Despite being called a novel, Invisible Cities is not truly a novel. There is no plot or character development. Instead, it is a collection of about fifty-five short, highly impressionistic pastiches of arbitrarily named fantastic cities (such as Adelma, Berenice, Chloe, Diomira, Irene, Penthesilea, Phyllis, Raissa, Valdrada, Zirma, and Zobeide, to name a few), placed in a structure that is quite meticulous, yet rambling, that nearly mimics the structure of a full commercial novel.
The stories are set within the framework of a very loose dialogue wherein the famous Venetian explorer Marco Polo comes to the court of the legendary emperor Kublai Khan. While there, Polo is instructed to travel the empire and gather not gold or treasure but stories with which to regale the aging, and frequently impatient, conqueror with descriptions of every city he has visited on his long peregrinations through the Mongolian realm, as Khan is bored with his own messengers’ stories.

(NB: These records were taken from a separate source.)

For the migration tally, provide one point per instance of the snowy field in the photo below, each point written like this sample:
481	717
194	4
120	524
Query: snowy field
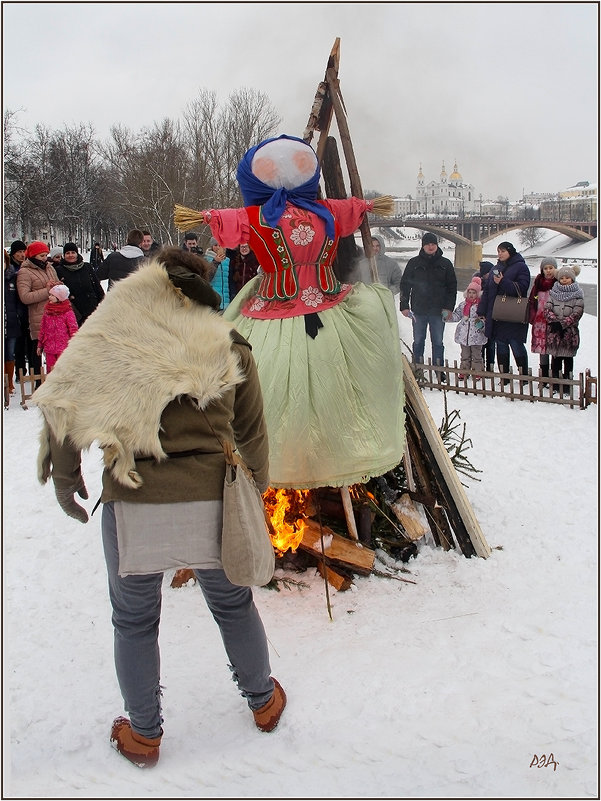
452	687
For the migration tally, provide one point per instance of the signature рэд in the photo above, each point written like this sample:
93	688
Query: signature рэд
544	761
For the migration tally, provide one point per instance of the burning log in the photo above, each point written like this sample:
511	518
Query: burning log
339	551
410	517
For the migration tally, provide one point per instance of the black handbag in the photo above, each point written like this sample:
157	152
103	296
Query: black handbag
511	309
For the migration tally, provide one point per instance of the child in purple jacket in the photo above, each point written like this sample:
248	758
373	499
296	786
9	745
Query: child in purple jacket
58	325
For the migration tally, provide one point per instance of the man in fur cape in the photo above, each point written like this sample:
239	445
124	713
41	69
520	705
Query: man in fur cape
159	380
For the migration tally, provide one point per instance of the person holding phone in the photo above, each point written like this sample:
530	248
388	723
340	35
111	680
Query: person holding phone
511	276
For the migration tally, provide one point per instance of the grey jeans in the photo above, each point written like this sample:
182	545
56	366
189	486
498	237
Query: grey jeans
136	602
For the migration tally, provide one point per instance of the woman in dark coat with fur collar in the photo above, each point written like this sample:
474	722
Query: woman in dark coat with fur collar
84	287
513	279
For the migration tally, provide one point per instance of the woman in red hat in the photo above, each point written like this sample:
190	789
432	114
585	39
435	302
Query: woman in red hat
35	279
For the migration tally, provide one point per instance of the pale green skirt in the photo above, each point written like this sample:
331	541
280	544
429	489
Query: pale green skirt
333	404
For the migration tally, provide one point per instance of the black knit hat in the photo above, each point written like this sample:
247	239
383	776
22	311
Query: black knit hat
508	247
16	246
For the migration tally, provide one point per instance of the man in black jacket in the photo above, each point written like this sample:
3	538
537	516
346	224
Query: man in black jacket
120	263
428	296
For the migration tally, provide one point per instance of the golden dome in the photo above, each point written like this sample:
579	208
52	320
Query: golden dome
455	176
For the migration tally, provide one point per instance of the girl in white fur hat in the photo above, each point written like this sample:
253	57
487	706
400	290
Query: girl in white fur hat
470	329
58	325
563	311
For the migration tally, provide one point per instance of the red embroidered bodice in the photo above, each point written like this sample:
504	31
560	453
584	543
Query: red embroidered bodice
295	257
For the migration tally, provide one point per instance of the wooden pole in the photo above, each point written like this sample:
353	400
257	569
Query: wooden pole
351	163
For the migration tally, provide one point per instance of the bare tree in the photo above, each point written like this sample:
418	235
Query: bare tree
67	180
530	236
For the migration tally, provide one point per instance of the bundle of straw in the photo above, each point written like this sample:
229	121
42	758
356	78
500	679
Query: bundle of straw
384	206
186	219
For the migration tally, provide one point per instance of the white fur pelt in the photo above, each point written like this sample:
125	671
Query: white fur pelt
145	344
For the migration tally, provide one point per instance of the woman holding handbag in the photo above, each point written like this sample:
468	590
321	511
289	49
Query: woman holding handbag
511	278
161	399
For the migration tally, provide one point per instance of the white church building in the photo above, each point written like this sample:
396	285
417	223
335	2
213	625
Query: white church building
449	195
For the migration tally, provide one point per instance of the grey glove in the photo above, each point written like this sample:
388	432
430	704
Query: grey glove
66	498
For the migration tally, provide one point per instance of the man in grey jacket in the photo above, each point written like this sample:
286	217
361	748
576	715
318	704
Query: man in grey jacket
389	270
121	263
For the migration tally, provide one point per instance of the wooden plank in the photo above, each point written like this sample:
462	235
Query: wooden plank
441	531
337	580
351	163
411	517
338	550
413	395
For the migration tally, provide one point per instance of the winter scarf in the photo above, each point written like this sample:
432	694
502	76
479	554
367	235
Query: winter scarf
73	267
146	344
273	201
563	293
57	308
542	284
468	305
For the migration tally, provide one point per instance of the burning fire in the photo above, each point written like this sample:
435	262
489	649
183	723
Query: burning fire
287	510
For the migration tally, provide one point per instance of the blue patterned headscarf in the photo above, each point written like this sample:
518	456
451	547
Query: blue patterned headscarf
273	201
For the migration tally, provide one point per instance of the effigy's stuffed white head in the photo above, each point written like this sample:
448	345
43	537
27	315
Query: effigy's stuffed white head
284	164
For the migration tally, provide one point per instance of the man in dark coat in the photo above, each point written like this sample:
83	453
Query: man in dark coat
23	343
428	296
120	263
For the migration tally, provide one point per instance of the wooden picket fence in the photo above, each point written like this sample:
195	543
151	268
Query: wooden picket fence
576	392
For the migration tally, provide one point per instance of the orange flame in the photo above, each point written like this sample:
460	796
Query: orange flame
287	510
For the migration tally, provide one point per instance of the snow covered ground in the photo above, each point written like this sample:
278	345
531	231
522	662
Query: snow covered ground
461	685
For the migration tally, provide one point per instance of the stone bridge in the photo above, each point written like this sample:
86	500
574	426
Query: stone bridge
468	234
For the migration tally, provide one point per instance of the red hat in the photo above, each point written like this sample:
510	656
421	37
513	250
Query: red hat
35	248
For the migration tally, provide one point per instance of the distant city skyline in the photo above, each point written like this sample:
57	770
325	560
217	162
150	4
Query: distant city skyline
509	90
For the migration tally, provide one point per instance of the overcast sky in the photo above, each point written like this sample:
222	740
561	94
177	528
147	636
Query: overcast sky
509	90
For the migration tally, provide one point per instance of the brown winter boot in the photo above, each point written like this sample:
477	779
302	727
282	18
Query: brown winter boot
142	751
267	717
9	369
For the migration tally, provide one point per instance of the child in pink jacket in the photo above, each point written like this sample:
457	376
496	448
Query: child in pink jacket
58	325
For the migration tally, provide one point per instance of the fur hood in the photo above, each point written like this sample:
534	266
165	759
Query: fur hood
146	344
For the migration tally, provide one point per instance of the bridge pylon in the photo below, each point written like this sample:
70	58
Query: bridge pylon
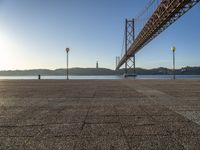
129	38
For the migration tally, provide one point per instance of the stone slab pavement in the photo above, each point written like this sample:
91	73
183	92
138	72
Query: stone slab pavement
100	114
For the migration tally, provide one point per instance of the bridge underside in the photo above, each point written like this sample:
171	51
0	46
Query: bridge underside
167	13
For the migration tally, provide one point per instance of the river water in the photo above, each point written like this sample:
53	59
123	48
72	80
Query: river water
106	77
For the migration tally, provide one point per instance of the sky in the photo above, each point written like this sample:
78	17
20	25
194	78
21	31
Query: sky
35	33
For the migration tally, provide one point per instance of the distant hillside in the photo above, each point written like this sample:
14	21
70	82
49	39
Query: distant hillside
101	71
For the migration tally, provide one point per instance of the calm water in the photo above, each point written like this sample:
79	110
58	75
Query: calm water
107	77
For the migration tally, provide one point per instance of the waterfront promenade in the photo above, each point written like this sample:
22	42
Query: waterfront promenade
100	114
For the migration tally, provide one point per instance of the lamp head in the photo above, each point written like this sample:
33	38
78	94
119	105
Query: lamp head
67	50
173	48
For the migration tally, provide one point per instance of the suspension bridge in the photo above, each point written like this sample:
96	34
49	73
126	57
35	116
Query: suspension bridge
157	16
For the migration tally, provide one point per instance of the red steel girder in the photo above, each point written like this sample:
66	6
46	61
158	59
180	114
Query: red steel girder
166	13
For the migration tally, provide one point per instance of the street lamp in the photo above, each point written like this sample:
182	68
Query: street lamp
67	51
173	50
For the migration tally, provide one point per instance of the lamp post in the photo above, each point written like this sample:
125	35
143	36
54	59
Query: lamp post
67	51
173	50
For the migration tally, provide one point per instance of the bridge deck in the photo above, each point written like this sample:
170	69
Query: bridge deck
104	114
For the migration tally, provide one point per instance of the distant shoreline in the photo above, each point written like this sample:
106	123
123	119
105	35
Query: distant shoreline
100	71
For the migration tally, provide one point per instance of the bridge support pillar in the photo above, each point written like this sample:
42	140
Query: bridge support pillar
129	38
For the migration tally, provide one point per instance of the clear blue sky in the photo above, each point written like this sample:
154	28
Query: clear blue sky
34	34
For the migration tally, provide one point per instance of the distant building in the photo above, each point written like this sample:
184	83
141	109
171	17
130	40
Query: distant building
97	65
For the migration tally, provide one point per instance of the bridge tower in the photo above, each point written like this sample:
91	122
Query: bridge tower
129	38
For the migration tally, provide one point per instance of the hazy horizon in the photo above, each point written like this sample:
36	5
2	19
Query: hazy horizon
34	34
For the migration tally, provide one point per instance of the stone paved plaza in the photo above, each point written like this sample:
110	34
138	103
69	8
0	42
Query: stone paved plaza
100	114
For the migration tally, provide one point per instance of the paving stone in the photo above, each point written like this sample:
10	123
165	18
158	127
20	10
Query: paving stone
136	120
109	129
20	131
155	142
52	143
130	110
101	119
102	143
189	142
99	114
59	130
14	143
101	110
173	118
151	129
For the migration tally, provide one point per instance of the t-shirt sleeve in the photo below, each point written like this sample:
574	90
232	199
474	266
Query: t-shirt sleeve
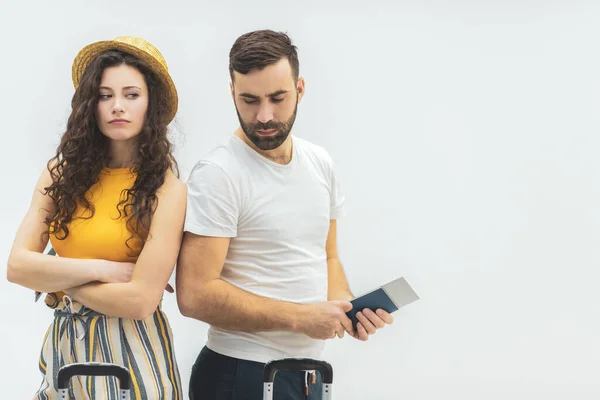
212	203
337	201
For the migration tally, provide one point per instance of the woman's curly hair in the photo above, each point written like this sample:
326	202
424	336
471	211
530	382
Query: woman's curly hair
84	151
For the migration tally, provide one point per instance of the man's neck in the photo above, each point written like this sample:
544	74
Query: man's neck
281	155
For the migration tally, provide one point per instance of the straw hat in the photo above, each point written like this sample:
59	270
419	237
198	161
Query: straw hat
137	47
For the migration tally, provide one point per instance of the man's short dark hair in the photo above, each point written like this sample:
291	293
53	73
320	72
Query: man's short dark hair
259	49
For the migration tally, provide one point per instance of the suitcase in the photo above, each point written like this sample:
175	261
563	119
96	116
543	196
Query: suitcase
93	369
297	364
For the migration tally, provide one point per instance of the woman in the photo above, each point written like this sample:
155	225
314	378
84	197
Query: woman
112	206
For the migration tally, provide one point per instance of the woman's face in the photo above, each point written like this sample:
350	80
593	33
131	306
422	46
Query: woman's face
123	102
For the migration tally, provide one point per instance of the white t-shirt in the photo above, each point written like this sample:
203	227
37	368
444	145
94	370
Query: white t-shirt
278	217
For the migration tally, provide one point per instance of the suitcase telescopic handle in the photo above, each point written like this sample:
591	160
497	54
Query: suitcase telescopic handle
94	369
297	364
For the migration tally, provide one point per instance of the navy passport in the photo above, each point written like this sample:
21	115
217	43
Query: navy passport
389	297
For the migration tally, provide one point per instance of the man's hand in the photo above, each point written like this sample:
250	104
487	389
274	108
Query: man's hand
369	322
325	320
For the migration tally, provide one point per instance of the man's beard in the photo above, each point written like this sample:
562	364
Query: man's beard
268	142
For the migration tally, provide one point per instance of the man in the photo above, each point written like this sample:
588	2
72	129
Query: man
259	257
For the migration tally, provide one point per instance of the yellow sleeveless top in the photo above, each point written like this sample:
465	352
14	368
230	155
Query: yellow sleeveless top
102	236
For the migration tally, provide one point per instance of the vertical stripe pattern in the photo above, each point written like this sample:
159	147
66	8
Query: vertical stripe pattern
78	334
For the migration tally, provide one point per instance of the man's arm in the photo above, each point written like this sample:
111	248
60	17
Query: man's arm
203	295
369	321
338	288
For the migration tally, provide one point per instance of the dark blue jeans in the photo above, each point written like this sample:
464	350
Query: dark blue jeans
218	377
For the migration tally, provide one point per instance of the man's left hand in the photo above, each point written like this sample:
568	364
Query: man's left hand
369	322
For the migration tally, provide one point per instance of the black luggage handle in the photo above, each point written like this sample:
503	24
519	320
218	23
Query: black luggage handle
93	369
298	364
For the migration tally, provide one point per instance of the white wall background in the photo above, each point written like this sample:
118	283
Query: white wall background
466	137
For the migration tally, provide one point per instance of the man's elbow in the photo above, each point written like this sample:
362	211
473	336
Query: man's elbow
12	269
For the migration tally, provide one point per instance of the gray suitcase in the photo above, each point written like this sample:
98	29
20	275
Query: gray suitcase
297	364
93	369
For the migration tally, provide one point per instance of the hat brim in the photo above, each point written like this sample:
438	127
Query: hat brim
91	51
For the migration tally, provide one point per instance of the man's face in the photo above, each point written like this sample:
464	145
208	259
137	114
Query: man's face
266	102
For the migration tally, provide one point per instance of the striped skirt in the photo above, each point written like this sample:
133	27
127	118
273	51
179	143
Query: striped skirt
79	334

Throughout the dialogue—and a true dialogue it is, as Khan and Polo are the only two characters in the work (although a case could be made that each city is also its own character)—the emperor expresses his belief that Polo is merely describing his home city of Venice in different and fanciful ways, ways that Polo could not use with honesty or impunity in his own land. Khan also occasionally believes that the cities Polo is describing do not exist at all, except in the Venetian explorer’s imagination.
Upon a summary first reading, Invisible Cities could be considered a nice collection of prose works on imaginary cities. Indeed, during the interplay between the two characters it is difficult to tell whether the things Polo is describing represent differing aspects of a single city or different cities with the same aspect in each of them. However, it quickly becomes clear that while some passages are horribly contrived, the novel is larger in scope than mere descriptions of cities. It is a work that muses upon the concept of living in a city, the concept of home, and perhaps even the concept of belonging somewhere. Calvino’s book is also a surreal and postmodern journey through the language of the imagination, a delicious mélange of psychological states, physical states, sensory states, transcendence, and more.